United Breweries asks Vijay Mallya to step down as non-executive chairman
United Breweries’s move comes after a Sebi order barred Vijay Mallya from holding directorship in any listed company
Bengaluru: United Breweries Ltd (UBL), the maker of Kingfisher beer, late on Wednesday asked Vijay Mallya to step down as non-executive chairman of the company, effective immediately.
The decision was taken at the company’s board meeting on Wednesday.
The Securities and Exchange Board of India (Sebi) had last month barred Mallya and six former United Spirits Ltd executives from accessing the securities market for alleged violations of the listing agreement, diversion of funds and fraud.
Mallya and the others have also been barred from holding directorships in any listed company.
“I am directed by the board to convey that in order to comply with the Sebi order and in the absence of any stay or vacation of the said order, the board is compelled to request you to step down from the board of United Breweries Ltd with immediate effect,” Govind Iyengar, UB’s secretary and senior vice-president, legal, said in an email to Mallya that was filed with BSE on Wednesday.

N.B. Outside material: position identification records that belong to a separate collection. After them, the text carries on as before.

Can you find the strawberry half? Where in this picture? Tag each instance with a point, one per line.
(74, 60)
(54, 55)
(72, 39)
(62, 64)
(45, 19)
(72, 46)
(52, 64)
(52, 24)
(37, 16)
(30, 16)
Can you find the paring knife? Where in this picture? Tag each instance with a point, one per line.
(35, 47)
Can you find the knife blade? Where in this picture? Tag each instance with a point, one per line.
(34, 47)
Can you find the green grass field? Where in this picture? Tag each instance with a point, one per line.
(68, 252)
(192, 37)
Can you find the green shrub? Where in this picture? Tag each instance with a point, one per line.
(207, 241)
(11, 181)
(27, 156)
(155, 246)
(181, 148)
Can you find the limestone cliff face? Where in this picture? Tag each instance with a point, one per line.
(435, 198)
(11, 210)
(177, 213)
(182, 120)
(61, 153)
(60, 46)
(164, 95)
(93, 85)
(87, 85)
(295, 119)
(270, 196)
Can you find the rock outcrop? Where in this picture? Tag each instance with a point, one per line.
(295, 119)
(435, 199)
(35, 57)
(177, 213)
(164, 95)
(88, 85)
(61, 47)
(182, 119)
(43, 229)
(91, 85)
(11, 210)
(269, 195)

The board has deliberated this matter and also reviewed the legal opinions in this regard, the company said.
The board had also resolved on 6 February not to send notices and agenda relating to board meetings and/or other privileged information to Mallya till such time as he obtains a stay of the Sebi order, and the same was conveyed to him.
On Wednesday, UBL also reported a 31.94% fall in net profit to Rs48.49 crore for the December quarter. Revenue rose 1.2% to Rs2230.86 crore.
United Breweries said unfavourable market conditions, together with the impact of demonetisation, excise duty increases in several states and raw material price pressures, resulted in a drop in its earnings before interest, tax, depreciation and amortization (Ebitda) and profit after tax in the quarter.
Sales volumes were flat for the nine months ending 31 December 2016 and declined in the western region on a year-to-date basis while growing in almost all other regions.
Input costs continued to be under pressure during the period with price increases in barley and sugar, which were in part offset by “improved efficiencies.”